Threads in Ruby (1.8.7) are useless to the point of being unusable. Threads in Ruby does not translate into native threads on Windows, or POSIX threads, or anything that resembles threads in traditional sense. You just get a pseudo-asynchronous execution of blocks that all run in the same thread. It’s all runing in the same thread. You block one, you block all. One blocks up, the rest will just block and leave you scratching your noggin for hours. Awesome!

FYI: Thread.abort_on_exception = true” is your friend.

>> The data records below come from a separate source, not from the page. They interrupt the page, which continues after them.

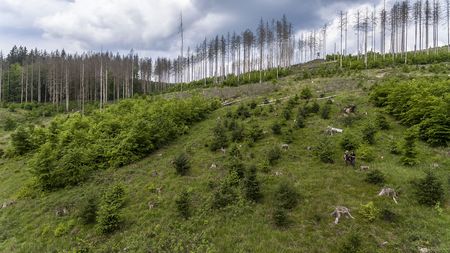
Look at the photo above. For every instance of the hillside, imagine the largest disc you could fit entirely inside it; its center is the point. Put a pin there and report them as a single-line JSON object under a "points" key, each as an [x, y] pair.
{"points": [[261, 118]]}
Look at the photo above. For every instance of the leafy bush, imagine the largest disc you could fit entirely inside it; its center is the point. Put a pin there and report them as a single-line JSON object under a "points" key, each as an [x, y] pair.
{"points": [[280, 217], [352, 244], [409, 150], [325, 150], [369, 212], [181, 164], [368, 133], [365, 153], [306, 93], [226, 192], [382, 122], [375, 177], [220, 139], [183, 204], [273, 154], [109, 217], [286, 196], [326, 110], [9, 124], [429, 190], [252, 186], [349, 141], [88, 213], [75, 145], [276, 128]]}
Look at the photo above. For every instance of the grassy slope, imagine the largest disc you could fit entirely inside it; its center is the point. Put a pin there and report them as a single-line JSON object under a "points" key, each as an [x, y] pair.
{"points": [[29, 225]]}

When using Ruby to build heavy server applications (not Rails, it’s a different story) and attempting to take advantage of multi-core, hyper-threaded goodness of your monstrosity you’ll be suprised to find Ruby huddled in the corner chugging along as if you were running a single core, non hyper-threaded box. It’s comical to watch Ruby max out to 25% usage on quad-core box because the other 3 cores are inaccessible to it. There are arguments to be made for Green Threads (Java used them in medieval days, sometime around plague or Henry the VIII) but last I checked it’s 2007. Yarv (aka Ruby 1.9) will have native-ish Threads implemented so we’ll see how the code runs in an actual threaded environment. For now I’ll rely on multiple Ruby instances and DRb


Engineer + Beer Bottle = FIRE

July 30, 2007

It’s pretty reassuring to know that your boss can make fire using a beer bottle, a few odd sticks, and a piece of rope. So, if we get lost on our annual company hike I know I’m in good hands. :)


Here we go…

January 2, 2007

So, yeah, my dog knows C++. The problem is he can’t type or speak English so this wonderful talent is going to waste. I was going to name this “My Dog Knows More C++ Then You” but I came to the conclusion that the first part of the statement was obscure enough for general audience.

I’m hoping I will touch on some topics of coding, not just C++. There are a myriad of languages out there, each with their pluses and minuses so to focus on C++ alone would mean missing out on great coding practices.